NOT the perfect apple–or a perfect photo of one, either. But it was a delicious small Honeycrisp, dewy and resting in my sink, juicy and refreshing when finally cut.
I thought this first post was going to be about food. After all, that’s what got me excited about blogging in the first place.
You see, I find myself taking pictures of meals—at home, while I cook and when dishes are completed; out at restaurants, hollering: Wait! I have to get a picture of this first!; over at friends’ houses as they roll their eyes: Don’t put your fork into it yet…hold on…just one shot! Ok, a couple more….
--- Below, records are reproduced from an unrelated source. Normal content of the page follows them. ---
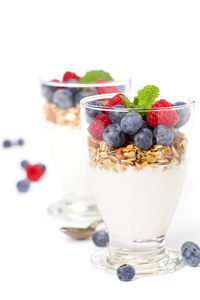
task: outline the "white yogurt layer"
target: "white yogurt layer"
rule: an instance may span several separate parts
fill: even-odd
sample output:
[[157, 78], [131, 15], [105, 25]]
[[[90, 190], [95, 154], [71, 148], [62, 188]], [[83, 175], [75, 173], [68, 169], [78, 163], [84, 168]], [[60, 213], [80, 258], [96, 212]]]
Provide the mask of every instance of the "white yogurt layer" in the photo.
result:
[[64, 198], [91, 196], [81, 130], [45, 123], [54, 163], [63, 183]]
[[147, 166], [125, 172], [89, 168], [98, 209], [112, 239], [147, 240], [166, 233], [176, 210], [186, 162], [163, 171]]

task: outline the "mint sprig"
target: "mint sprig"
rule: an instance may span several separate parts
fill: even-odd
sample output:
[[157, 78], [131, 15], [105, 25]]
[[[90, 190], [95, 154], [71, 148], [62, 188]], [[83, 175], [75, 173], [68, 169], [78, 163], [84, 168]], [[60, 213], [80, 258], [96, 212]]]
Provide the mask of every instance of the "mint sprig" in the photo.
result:
[[83, 77], [80, 78], [80, 83], [93, 83], [97, 80], [106, 80], [106, 81], [112, 81], [113, 78], [108, 72], [105, 72], [103, 70], [93, 70], [88, 71]]
[[[127, 108], [151, 108], [159, 96], [159, 88], [155, 85], [146, 85], [143, 89], [139, 90], [138, 95], [130, 102], [126, 97], [120, 95], [124, 106]], [[146, 110], [138, 110], [142, 116], [147, 112]]]

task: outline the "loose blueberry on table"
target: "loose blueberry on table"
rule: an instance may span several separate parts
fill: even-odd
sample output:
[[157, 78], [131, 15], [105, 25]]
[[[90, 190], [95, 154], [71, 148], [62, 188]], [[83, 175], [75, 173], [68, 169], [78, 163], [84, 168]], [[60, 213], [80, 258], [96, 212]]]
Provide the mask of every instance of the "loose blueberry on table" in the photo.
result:
[[93, 233], [92, 240], [97, 247], [106, 247], [109, 243], [109, 236], [106, 231], [99, 230]]
[[200, 264], [200, 248], [193, 242], [186, 242], [181, 248], [181, 253], [185, 262], [191, 267]]
[[121, 281], [131, 281], [135, 277], [135, 269], [131, 265], [124, 264], [117, 269], [117, 277]]

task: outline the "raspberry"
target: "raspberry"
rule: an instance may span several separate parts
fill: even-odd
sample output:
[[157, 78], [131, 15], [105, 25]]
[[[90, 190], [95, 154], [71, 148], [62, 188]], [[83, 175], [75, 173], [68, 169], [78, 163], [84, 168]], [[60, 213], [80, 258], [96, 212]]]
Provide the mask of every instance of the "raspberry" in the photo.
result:
[[101, 140], [103, 138], [104, 129], [112, 124], [111, 120], [105, 114], [98, 114], [94, 121], [88, 127], [88, 132], [96, 139]]
[[[58, 79], [52, 79], [51, 82], [57, 82], [57, 83], [60, 83], [60, 81]], [[57, 86], [56, 87], [57, 89], [63, 89], [62, 86]]]
[[52, 82], [60, 82], [58, 79], [52, 79]]
[[26, 176], [30, 181], [38, 181], [44, 174], [44, 169], [40, 165], [28, 165]]
[[[118, 95], [114, 96], [113, 98], [111, 98], [108, 101], [108, 103], [107, 103], [107, 105], [105, 107], [106, 108], [111, 108], [111, 107], [113, 107], [115, 105], [123, 105], [124, 106], [124, 102], [122, 101], [122, 98], [120, 97], [120, 95], [124, 96], [123, 94], [118, 94]], [[106, 113], [109, 114], [109, 111], [106, 111]]]
[[70, 80], [70, 79], [76, 79], [76, 80], [79, 80], [80, 79], [80, 77], [79, 76], [77, 76], [75, 73], [73, 73], [73, 72], [65, 72], [65, 74], [63, 75], [63, 82], [66, 82], [66, 81], [68, 81], [68, 80]]
[[167, 100], [161, 99], [157, 101], [152, 108], [159, 109], [163, 108], [163, 110], [155, 110], [150, 111], [147, 114], [147, 122], [152, 127], [157, 127], [158, 125], [165, 125], [165, 126], [175, 126], [176, 123], [179, 121], [179, 116], [175, 110], [169, 109], [165, 110], [164, 108], [167, 107], [174, 107], [173, 104], [168, 102]]
[[[96, 83], [106, 83], [106, 82], [109, 82], [109, 81], [100, 79], [100, 80], [97, 80]], [[98, 94], [109, 94], [109, 93], [118, 93], [119, 92], [119, 90], [116, 86], [97, 86], [96, 90], [97, 90]]]

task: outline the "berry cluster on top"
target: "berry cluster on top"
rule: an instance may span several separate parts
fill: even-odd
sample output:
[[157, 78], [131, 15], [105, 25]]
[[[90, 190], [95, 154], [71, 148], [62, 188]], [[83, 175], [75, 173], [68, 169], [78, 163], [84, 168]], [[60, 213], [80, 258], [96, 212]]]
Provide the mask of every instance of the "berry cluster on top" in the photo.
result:
[[110, 148], [129, 142], [141, 150], [170, 145], [177, 137], [177, 129], [188, 122], [190, 110], [184, 102], [156, 101], [158, 96], [159, 89], [147, 85], [133, 102], [123, 94], [117, 94], [105, 106], [91, 102], [95, 109], [86, 109], [88, 132], [97, 140], [104, 140]]
[[[109, 73], [102, 70], [95, 70], [87, 72], [83, 77], [79, 77], [73, 72], [65, 72], [62, 80], [53, 79], [51, 84], [42, 84], [42, 96], [49, 102], [56, 105], [56, 107], [67, 110], [80, 103], [80, 100], [87, 96], [96, 94], [118, 93], [119, 89], [113, 86], [97, 86], [96, 88], [80, 88], [79, 83], [98, 83], [103, 84], [112, 82], [113, 78]], [[66, 84], [63, 86], [62, 84]], [[123, 86], [120, 88], [124, 88]]]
Preparing food is contemplative, and I delight in thinking about the meaning of eating. So I could have started by describing a particular food, a recipe, the importance of local produce or gardening and community—all great subjects.
Then I thought it would be about writing, that I write in order to process the world—which has kept me sane, literally, through the past few years. There’s nothing like the luscious correct word for something, or getting blasted to another time through smells or sounds or an overheard phrase.
Next it struck me this opening post might be about the outdoors, discovering an ecosystem new to me, here in the Adirondacks, Catskills and Berkshires. Exactly how walking is meditative, and yoga keeps my body able to do the hiking and biking I enjoy.
But it seems the voices in my head want to keep me from this initial foray into the e-writing world, with worries about perfection and “getting it just right, first.”
I’ve gnashed my intellectual teeth and wept fearful tears over what to write, how to write it, editing so as to put something really worthwhile out into the world. Which has kept me from starting in the first place–What if it’s a disaster?
Now I know my topic! Meet a phrase I coined several years ago in my memoir work, though other writers I know have come up with it independently as well:
A+ Student Syndrome.
A+ Student Syndrome says you can never do enough. Period. End of story.
You cannot earn an A because only an A+ is acceptable. How could you think of publishing something that is less than a highly polished pearl of perfection?
Even if you do produce something spectacular, you have to move on without pause to the next job, chore, affirmation of your worth, once you are finished with the one at hand. The internal standards rise with every creation you finish, no matter how good that creation was.
So you get stuck when you want to try something, something you are not sure you will be good enough at.
Stuck big-time.
In my head right now—How many people will comment on the preposition at the end of the sentence up there? Maybe I should fix it. What about my other word choices? Maybe I should move the paragraphs around a little more. Or my photos? Maybe they suck! On the other hand, what if this blog is horribly popular and then I have to keep writing better and better pieces, longer and longer until I don’t have anything interesting left to say? What if people reading this think: Exactly! Already she doesn’t have a damn thing to say!
Are you nodding your head in recognition at that driven self-doubt? I’ll write more about this running life-theme later. But I am going to post my first piece, in spite of my A+ Student Syndrome, in fact because I am recovering from it. Hence the subtitle of this blog: Building a life moment by moment.
There! I have committed to leaping in joyfully and wondrously and knowing I am enough, all by myself, even if my words aren’t flawless, even if a dish flops or I’m not skillful at certain parts of my life.
Fall down—get up. That’s what I am supposed to do. One motion, repeating itself.
Not fall down and berate myself for falling. Not get up and never ever fall down again. Not worry about how to avoid falling at every moment.
Fall down—get up. Gloriously. With style, even. Not worrying about whether it rates an A or a C. Yup, building a life, messy moment by messy moment.